7. Think a lot, read a lot, and cry as needed - This particular link should be open in your browser at all times and read multiple times: *DO YOU LOVE TO BE NEEDED, OR NEED TO BE LOVED?*

8. Find your social worth by socializing with as many people as possible (females work better). Spend time with friends, but don't just settle for your circle of friends. This is the best time to make new ones and feel attractive/attracted. You're not looking for sex or a relationship. You're looking for natural human attraction between you and others.

9. Do whatever it takes to go on a trip that involves a long flight, preferably to a country where English or your first language is not spoken

10. Start living an 'overly' fun life without feeling any guilt. This is the hardest task ahead. It's important to wash the guilt out of yourself once you have realized where it originates from via all the reading and counseling you've done.


----------



## GreenShed (Aug 4, 2013)

I look forward to going through that list and I will, religiously. Thankyou.


My main thoughts are, having to swallow my pride and live in a cheap ****ty dump. The family stays in the family home.

Thoughts of the remaining family carrying on regardless in their family home while I'm cooking corned beef hash in my dump. Lol

The kids seeing me in a ****ty dump!

Must swallow my pride and not let imagination run wild.

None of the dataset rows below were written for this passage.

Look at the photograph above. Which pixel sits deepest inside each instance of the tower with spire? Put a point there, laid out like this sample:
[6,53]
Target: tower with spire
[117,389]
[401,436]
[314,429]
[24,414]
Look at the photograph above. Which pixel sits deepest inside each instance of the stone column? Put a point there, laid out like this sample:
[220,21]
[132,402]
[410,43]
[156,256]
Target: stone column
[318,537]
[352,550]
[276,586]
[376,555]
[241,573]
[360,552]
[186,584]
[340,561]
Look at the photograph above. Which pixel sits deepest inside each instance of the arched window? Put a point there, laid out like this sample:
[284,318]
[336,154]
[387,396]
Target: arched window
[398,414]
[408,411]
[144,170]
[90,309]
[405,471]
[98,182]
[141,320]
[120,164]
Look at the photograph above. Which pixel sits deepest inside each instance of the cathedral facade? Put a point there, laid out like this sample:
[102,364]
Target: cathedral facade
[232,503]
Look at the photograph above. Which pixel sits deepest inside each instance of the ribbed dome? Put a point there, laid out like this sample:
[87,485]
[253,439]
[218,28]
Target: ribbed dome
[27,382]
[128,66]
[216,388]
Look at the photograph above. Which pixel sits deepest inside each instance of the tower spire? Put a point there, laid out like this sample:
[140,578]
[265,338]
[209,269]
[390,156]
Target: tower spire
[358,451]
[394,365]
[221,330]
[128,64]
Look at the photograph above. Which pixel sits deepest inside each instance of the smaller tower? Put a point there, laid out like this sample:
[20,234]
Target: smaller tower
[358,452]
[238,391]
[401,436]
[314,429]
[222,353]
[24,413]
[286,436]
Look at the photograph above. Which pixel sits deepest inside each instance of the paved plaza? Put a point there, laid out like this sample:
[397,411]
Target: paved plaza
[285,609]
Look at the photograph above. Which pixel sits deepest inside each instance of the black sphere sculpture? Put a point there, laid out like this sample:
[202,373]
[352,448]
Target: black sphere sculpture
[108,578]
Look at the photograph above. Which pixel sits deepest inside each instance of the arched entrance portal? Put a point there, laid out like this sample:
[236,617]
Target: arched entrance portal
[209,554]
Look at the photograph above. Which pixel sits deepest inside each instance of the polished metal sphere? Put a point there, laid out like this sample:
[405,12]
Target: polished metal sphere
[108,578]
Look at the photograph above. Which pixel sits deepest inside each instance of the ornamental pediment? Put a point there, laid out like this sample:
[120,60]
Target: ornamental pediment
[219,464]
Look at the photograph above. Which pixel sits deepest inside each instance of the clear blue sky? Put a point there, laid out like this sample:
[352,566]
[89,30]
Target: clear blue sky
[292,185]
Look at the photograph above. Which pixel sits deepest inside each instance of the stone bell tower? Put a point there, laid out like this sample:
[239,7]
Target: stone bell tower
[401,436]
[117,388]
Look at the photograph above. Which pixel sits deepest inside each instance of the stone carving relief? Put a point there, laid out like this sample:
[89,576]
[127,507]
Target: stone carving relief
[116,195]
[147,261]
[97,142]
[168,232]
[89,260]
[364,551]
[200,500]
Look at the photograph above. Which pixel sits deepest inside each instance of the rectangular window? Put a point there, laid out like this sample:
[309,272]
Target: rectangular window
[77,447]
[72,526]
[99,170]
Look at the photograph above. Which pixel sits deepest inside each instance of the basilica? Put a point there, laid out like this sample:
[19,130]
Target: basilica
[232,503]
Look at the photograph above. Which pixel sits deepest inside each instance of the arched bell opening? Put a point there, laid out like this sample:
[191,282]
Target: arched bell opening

Thanks again. I will reciprocate this support when I'm in a better place


----------



## synthetic (Jan 5, 2012)

Your pride should get disconnected from your location and condition of living. There's a more important aspect of your personality at risk here. You guessed it: Individuality.

What you're having difficulty with is called 'codependency'. Do a search on the word and understand where the mindf*** stems from. 

The truth is, the family will not be able to carry on living as before. Things will change. There's bound to be an equilibrium for all of you. Time will ensure it happens.

As for your wife's opinion on you (based on what you read in her messages), don't try to understand it. Don't try to own it. Don't feel obligated to agree or disagree with her perception of you. It's useless and very insignificant in the long run.


----------



## EleGirl (Dec 3, 2011)

You are still married and in the same home. Divorce has not been filed. You are supporting her. Of course it’s your business if she is seeing someone. If I were you I’d investigate and find out who this guy is. Is he a married man? This could be an affair that started before she asked for the separation. It could be the reason for the separation.

You are not being harsh. Yes, if she asked for a separation then you should organize your finances as quickly as possible.

Have your pay go to an account in your name only. 

See a lawyer about how much support you will be required to give her during the divorce process and after divorce. Do not give her anything more than is required. What can happen is that if you do more than is required, she can argue to the court that you set a status quo and she deserves that.

She is not facing the reality. The reality is that she has to get a real job to support herself. Now is the time for her to do it, not after the divorce. You should have 50/50 custody with your child. So primary care giver is another thing that your wife will lose.
From the sounds of it, unless you are willing to support her the way you did during your marriage, for the rest of her life, money will come between you. I doubt that you can support her in this manner since you will have to support yourself, take care of your child half the time, and have a life… she needs to make adjustments to her expectations.

How long have the of you been married?


----------



## VFW (Oct 24, 2012)

Emotions will be all over the place in the short run, don't put must trust in them as they will change more than the weather. You are actually correct that you must be business like. I don't know about your friends, but mine do not act the way she acts. She is your daughters mother and deserves respect for that fact, but otherwise you need to look at it as business.

Firstly separate finances, you need to control your money before you get fleeced. Don't bother telling me she wouldn't ever.....I have seen it done too many times. Consult with an attorney, the law usually has a formula for what you should pay, that is what you should pay. Also the house is an object, a home is where your family lives. Your future family is you and your daughter .... period. 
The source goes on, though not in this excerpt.